Article Details

PUSAT STUDI DAN LABORATORIUM HIDROLOGI, CENGKARENG, JAKARTA BARAT

Oleh   Azizah Rahmazahra Harsanto [15216070]
Kontributor / Dosen Pembimbing : Dr. Ir. Lily Tambunan, M.T.;
Jenis Koleksi : S1-Tugas Akhir
Penerbit : SAPPK - Arsitektur
Fakultas : Sekolah Arsitektur, Perencanaan dan Pengembangan Kebijakan (SAPPK)
Subjek :
Kata Kunci : Pusat Studi, Laboratorium, Architecture Retention, Banjir, Rainwater Harvesting
Sumber :
Staf Input/Edit : Sandy Nugraha  
File : 1 file
Tanggal Input : 2020-09-18 07:58:08

Generic placeholder image
ABSTRAK Azizah Rahmazahra Harsanto

Terbatas
» ITB


Proyek pusat studi dan laboratorium hidrologi ini merupakan proyek dengan tipologi bangunan pendidikan. Fungsi utama dari proyek ini adalah sebagai sarana pendidikan dan riset penelitian yang dilengkapi dengan fasilitas laboratorium. Lokasi dari proyek ini terletak di Cengkareng, Jakarta Barat, dengan luas lahan sebesar 2,6 Hektar. Pengguna utama dari proyek ini adalah mahasiswa, dosen, peneliti, dan staf. Pengguna-pengguna tersebut akan sangat berpengaruh terhadap penentuan kebutuhan dan zonasi ruang. Di samping itu, pengguna sekunder dari proyek ini adalah masyarakat umum yang hadir sebagai pengunjung atau pengguna fasilitas. Keberadaan pengguna sekunder ini juga memengaruhi zonasi privasi dari tapak proyek. Lokasi Cengkareng ini dipilih karena merupakan salah satu daerah paling rawan banjir di Jakarta dan memerlukan perhatian khusus. Lahan dari lokasi proyek ini juga merupakan lahan kosong milik universitas swasta yang memiliki program studi sipil.
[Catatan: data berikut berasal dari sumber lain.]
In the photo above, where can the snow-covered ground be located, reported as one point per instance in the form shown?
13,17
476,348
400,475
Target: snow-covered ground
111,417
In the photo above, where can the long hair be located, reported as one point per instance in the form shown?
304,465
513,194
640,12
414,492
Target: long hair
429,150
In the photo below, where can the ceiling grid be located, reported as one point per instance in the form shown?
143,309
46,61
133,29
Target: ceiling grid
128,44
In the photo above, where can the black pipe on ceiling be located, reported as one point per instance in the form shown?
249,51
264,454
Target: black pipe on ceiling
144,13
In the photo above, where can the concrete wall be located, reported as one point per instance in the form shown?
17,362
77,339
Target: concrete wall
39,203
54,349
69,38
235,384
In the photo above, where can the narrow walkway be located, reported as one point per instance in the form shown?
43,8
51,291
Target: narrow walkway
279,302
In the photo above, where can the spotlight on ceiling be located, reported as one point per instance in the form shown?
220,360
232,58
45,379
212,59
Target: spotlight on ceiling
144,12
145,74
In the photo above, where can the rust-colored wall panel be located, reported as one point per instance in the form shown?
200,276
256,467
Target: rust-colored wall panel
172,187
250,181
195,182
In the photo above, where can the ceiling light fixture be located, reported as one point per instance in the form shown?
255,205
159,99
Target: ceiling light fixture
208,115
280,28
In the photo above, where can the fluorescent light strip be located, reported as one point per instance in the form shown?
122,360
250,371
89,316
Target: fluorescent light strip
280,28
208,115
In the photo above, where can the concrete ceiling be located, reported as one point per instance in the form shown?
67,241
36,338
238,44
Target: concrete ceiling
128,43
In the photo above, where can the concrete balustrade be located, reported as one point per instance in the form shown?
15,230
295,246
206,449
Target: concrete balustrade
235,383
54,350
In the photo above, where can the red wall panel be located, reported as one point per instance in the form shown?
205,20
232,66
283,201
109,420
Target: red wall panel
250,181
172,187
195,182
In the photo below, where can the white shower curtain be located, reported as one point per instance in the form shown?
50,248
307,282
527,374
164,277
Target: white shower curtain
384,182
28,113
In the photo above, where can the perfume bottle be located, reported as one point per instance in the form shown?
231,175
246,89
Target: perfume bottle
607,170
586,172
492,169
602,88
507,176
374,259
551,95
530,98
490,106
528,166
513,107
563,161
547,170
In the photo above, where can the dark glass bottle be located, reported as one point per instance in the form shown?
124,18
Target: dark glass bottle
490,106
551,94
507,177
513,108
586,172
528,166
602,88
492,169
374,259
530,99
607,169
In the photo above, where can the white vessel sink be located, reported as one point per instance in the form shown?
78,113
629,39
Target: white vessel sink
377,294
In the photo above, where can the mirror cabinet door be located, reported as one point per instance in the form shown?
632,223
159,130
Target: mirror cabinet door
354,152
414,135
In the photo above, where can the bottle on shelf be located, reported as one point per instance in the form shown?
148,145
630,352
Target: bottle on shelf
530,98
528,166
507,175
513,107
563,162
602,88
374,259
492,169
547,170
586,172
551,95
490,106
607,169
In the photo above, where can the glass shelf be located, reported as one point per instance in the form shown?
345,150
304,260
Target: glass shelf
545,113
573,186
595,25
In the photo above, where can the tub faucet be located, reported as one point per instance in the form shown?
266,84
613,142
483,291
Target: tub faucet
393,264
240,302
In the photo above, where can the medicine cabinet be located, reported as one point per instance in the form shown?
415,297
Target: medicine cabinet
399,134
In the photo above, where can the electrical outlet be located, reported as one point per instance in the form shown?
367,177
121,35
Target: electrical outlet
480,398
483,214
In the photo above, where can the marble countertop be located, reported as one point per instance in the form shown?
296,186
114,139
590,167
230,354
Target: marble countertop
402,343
Lahan ini juga memiliki karakter tersendiri, yaitu terdapat rawa yang terbentuk akibat limpahan air hujan berlebih dari lahan gedung kampus eksisting. Limpahan air dilakukan menggunakan pompa air sehingga lahan bangunan kampus eksisting terbebas dari banjir saat musim hujan. Air rawa akan mengalami pasang pada saat musim hujan dan mengalami surut pada saat musim kemarau. Hal ini sangat memengaruhi kondisi tanah dan vegetasi di lahan proyek. Vegetasi eksisting pada lahan proyek didominasikan oleh tanaman alang-alang atau rumput-rumput lebat. Tidak banyak pohon besar ditemukan. Pendekatan perancangan proyek ini diambil dari hasil analisis kondisi eksisting lahan yang dipadukan dengan kebutuhan fungsi dan pengguna. Hasil perancangan proyek ini adalah bangunan dua lantai dengan total luas lantai sebesar 8877,6 m2 menggunakan sistem struktur kolom balok beton. Secara keseluruhan, konsep proyek ini adalah “Architecture as Retention” yang dimaknai dengan banyaknya area resapan air dan dikontrol dengan sistem rainwater harvesting. Bangunan ini juga menerapkan konsep bangunan sejuk dengan meletakkan innercourt yang luas di antara massa bangunan dan koridor yang terbuka langsung ke arah innercourt tersebut.